庭の金木犀がほころびて、いいにおいをさせている。
早朝、もしくは夜になると、それは風にのって私のもとへ運ばれてくる。
わざわざ今日も香っているだろうかと確かめに行ってしまうくらいには、私は金木犀のあのやわらかくてあまい香りが好きだ。

おとといの夜のこと。
ここ一週間くらい、金木犀があちらこちらで咲いていて、どこへ行くにもふわりとその香に行き当たる。
どこそこの交差点の角に、金木犀がいっぱいあってね。
そんな話を、父にしていた。

時刻は20時過ぎ。
夕飯はまだ食べていない。
小腹がすいてしまってたまりかねた私、冷蔵庫をぱかりと開け、納豆のパックを取り出した。

行儀が悪いのはさておいて。
台所に立ち箸で納豆をぐるぐるかき混ぜながら、口では金木犀の香りの話をしている。
そのまま父のいる部屋へひょいと顔を出したら、なんともしぶい顔をした父がそこにいた。

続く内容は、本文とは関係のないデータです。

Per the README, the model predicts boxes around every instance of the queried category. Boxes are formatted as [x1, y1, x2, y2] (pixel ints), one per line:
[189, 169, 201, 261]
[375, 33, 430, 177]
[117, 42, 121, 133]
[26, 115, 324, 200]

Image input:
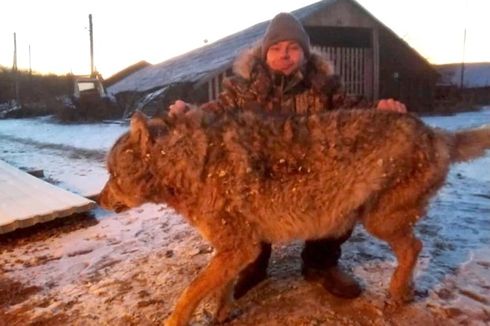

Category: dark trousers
[234, 229, 354, 298]
[243, 228, 354, 276]
[301, 229, 353, 270]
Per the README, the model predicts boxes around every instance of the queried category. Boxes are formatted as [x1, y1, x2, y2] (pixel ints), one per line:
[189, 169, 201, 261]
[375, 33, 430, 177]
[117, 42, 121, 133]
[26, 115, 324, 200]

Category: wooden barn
[107, 0, 439, 115]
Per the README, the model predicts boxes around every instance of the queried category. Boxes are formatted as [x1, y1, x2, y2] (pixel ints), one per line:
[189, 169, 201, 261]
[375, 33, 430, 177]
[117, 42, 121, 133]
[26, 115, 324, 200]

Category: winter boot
[302, 264, 362, 299]
[301, 233, 361, 299]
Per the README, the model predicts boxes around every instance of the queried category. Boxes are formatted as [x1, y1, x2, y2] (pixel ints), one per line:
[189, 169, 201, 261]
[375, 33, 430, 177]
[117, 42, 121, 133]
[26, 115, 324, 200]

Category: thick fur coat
[99, 108, 490, 326]
[201, 46, 362, 114]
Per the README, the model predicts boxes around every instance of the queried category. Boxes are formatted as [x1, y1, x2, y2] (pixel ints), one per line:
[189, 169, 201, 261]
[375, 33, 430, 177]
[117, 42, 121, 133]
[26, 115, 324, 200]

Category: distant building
[436, 62, 490, 88]
[435, 62, 490, 106]
[108, 0, 439, 116]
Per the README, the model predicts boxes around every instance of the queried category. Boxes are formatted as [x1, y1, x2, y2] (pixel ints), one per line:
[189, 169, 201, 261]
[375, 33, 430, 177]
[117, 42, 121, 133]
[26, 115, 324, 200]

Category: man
[170, 12, 406, 300]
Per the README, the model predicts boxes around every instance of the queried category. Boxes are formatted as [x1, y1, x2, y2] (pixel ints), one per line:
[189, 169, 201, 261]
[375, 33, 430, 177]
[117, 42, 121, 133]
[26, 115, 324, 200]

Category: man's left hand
[377, 98, 407, 113]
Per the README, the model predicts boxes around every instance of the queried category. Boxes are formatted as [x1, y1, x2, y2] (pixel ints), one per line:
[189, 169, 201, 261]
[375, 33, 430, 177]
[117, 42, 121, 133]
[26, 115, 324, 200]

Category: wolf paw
[212, 307, 242, 325]
[383, 290, 414, 312]
[163, 315, 183, 326]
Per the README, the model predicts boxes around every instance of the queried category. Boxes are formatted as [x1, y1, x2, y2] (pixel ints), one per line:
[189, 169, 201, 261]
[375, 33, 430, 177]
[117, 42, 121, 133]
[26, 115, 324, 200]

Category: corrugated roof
[107, 21, 267, 94]
[104, 60, 151, 88]
[108, 0, 436, 95]
[107, 0, 338, 95]
[0, 160, 95, 234]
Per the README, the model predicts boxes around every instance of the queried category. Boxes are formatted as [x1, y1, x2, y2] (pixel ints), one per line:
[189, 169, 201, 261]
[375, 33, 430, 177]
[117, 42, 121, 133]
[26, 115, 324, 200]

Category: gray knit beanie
[261, 12, 311, 59]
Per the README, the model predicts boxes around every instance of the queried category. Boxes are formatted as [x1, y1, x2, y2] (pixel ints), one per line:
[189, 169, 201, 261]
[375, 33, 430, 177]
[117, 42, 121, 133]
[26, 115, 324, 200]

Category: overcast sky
[1, 0, 489, 78]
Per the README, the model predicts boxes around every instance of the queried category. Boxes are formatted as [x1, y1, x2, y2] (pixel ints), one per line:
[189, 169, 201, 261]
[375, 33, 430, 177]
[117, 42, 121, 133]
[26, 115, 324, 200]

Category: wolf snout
[97, 184, 129, 213]
[96, 190, 111, 210]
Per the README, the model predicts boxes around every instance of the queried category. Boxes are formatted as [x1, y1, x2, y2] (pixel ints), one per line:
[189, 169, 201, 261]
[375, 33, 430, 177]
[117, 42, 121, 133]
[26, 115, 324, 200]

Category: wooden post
[214, 75, 219, 98]
[29, 44, 32, 75]
[89, 14, 95, 77]
[13, 32, 20, 106]
[28, 44, 32, 101]
[372, 28, 380, 101]
[208, 79, 213, 101]
[460, 28, 466, 89]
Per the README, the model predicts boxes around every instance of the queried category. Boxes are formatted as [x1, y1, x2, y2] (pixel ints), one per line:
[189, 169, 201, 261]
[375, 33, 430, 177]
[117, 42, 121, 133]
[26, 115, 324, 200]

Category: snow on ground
[0, 117, 127, 197]
[0, 108, 489, 325]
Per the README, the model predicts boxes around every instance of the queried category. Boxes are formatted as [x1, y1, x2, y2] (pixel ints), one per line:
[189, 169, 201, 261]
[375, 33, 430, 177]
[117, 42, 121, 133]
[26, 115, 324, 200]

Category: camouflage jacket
[201, 46, 364, 114]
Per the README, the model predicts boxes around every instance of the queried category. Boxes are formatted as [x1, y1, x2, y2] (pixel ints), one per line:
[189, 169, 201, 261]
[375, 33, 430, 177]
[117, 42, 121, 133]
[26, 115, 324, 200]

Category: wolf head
[98, 112, 159, 212]
[98, 109, 210, 213]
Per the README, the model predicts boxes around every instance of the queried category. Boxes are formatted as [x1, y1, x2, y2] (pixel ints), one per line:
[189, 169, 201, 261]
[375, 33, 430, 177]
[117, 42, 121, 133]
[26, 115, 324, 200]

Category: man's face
[266, 40, 305, 76]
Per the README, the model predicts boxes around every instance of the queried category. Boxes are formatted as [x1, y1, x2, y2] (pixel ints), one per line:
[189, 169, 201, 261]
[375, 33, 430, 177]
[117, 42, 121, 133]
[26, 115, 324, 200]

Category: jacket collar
[232, 44, 334, 94]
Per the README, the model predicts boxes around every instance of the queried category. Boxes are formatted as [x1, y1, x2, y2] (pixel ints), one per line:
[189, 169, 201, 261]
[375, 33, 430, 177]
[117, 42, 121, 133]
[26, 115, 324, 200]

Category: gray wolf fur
[99, 108, 490, 326]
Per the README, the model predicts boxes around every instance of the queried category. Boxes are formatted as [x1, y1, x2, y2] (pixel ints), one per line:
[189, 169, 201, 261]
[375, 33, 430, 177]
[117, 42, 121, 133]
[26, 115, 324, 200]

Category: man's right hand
[169, 100, 188, 117]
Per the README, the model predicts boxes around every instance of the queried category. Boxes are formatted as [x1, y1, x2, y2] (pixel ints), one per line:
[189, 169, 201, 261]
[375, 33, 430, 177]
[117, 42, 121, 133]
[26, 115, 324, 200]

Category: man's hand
[377, 98, 407, 113]
[169, 100, 188, 117]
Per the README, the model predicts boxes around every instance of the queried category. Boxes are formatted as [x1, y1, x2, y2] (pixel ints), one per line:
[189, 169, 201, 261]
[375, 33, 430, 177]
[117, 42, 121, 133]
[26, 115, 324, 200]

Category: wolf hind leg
[386, 228, 422, 303]
[363, 207, 423, 304]
[165, 243, 261, 326]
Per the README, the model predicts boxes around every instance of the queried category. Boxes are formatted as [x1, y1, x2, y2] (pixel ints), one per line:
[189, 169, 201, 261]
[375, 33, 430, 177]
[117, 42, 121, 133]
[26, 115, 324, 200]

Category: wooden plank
[364, 48, 373, 100]
[348, 48, 352, 94]
[359, 48, 365, 95]
[0, 160, 95, 234]
[372, 28, 380, 100]
[357, 48, 363, 95]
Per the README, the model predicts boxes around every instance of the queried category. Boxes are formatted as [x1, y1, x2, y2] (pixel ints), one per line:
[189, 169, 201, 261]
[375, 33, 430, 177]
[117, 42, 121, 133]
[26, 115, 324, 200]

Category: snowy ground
[0, 108, 489, 325]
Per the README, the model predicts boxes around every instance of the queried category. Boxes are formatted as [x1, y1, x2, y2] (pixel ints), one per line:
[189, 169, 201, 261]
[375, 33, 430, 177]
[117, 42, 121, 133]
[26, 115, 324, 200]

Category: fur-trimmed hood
[231, 44, 337, 94]
[207, 44, 346, 114]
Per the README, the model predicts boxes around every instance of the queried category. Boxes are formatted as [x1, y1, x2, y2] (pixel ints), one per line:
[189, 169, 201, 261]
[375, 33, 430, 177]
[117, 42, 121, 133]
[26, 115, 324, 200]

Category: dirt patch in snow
[0, 205, 480, 326]
[0, 112, 489, 325]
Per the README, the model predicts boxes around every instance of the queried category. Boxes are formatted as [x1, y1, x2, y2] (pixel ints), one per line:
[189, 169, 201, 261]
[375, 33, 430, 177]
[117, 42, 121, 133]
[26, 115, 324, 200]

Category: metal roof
[107, 0, 339, 95]
[107, 21, 267, 94]
[107, 0, 436, 95]
[0, 160, 95, 234]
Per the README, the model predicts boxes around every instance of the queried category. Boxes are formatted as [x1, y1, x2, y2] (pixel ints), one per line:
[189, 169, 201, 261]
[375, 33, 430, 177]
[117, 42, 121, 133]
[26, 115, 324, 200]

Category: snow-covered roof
[106, 0, 337, 95]
[106, 22, 267, 95]
[436, 62, 490, 88]
[0, 159, 95, 234]
[107, 0, 435, 96]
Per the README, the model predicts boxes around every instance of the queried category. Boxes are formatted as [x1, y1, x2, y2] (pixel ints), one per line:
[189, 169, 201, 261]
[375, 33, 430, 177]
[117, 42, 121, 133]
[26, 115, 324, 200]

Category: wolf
[99, 108, 490, 326]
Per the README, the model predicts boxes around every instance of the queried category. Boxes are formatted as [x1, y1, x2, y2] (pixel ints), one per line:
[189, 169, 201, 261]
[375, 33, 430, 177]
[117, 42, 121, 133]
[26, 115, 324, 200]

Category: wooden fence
[314, 46, 372, 98]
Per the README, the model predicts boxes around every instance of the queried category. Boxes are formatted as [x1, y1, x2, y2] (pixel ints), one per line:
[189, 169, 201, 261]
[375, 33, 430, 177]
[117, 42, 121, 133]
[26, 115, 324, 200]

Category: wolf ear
[130, 111, 151, 154]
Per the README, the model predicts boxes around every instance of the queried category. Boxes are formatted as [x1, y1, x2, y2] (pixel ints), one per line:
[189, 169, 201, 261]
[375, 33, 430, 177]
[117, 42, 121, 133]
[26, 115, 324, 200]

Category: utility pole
[460, 28, 466, 89]
[460, 0, 469, 90]
[29, 44, 32, 100]
[89, 14, 95, 77]
[29, 44, 32, 76]
[12, 32, 20, 105]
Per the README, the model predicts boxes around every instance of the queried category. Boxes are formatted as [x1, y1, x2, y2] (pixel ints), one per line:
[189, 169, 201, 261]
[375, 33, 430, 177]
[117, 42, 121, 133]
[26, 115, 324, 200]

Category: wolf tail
[449, 125, 490, 163]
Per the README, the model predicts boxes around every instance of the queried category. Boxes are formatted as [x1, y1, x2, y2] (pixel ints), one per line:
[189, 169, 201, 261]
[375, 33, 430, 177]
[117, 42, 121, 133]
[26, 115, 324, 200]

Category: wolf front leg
[364, 207, 423, 304]
[165, 245, 261, 326]
[214, 280, 235, 323]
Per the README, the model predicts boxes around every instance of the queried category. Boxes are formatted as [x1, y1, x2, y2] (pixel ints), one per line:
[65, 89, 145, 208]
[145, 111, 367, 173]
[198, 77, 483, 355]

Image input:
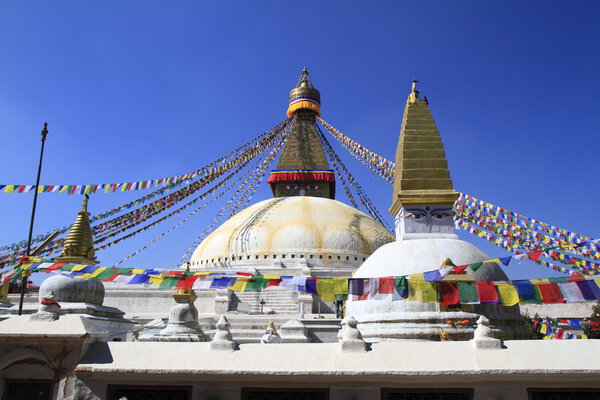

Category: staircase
[229, 286, 299, 314]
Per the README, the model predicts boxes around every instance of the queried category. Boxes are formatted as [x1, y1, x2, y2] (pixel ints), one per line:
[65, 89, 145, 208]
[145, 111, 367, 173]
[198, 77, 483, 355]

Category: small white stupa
[346, 81, 528, 342]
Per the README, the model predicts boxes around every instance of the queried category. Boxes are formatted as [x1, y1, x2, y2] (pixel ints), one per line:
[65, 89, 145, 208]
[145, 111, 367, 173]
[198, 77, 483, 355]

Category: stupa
[346, 81, 528, 341]
[187, 68, 394, 314]
[26, 196, 133, 339]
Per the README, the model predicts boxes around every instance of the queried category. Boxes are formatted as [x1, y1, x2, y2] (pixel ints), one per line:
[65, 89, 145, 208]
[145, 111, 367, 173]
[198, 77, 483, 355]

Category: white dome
[190, 197, 394, 265]
[354, 238, 509, 281]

「おまえ、納豆持ったまま金木犀のにおいの話するんか……」

「え。だめ?」

「……だめじゃないが、だめだろう」

……そうか。だめだけど、だめじゃないのか。

「じゃあいいよね」

「よくない」

そんな気の抜けた会話をした。


いちおう、私もだめな理由はわかっている。
父にしてみれば、金木犀のこころよいはずの香りの話を聴いているの真っ最中に、納豆の実際のにおいが邪魔をしたからだ。
空気を読め、とまでは言わないが、せめてにおいの話をするなら納豆のにおいは遠ざけろ、ということだろう。
嗅覚の話をされて、嗅覚に関して想起しているのに、現実の嗅覚は話の中心の金木犀ではなく、まさかの納豆。……強烈だよね。

あ、納豆はおいしく正しく私の胃袋におさまった。

振り返ってみると、父のコメントも優しい気がする。
いちおう、「だめじゃないが」と前置きしてくれているのだから。
とりあえず「だめだ」と主張したいのは理解したつもりだ。行動には伴っていないかもしれないけれど。

金木犀と納豆と、それから私。
なんてわけのわからない組み合わせだろうか。


これを書いている今日は、あいにくの雨だ。
雨戸へぱたぱたと吹きつける雨音。遠くで鳥の声が聞こえている。
まだ大丈夫だとは思うが、そこかしこにある金木犀の花が落ち切ってしまわないといいのになと、少しだけ心配している。
とはいえ、落ちてしまってもそれは自然で仕方のないことなので、ゆるく構えているつもりだけれど。

でも、そうだな。
もし落ちてしまって、それでも金木犀の香りが恋しくなったら。
今度、お線香でも買ってみようかと思っている。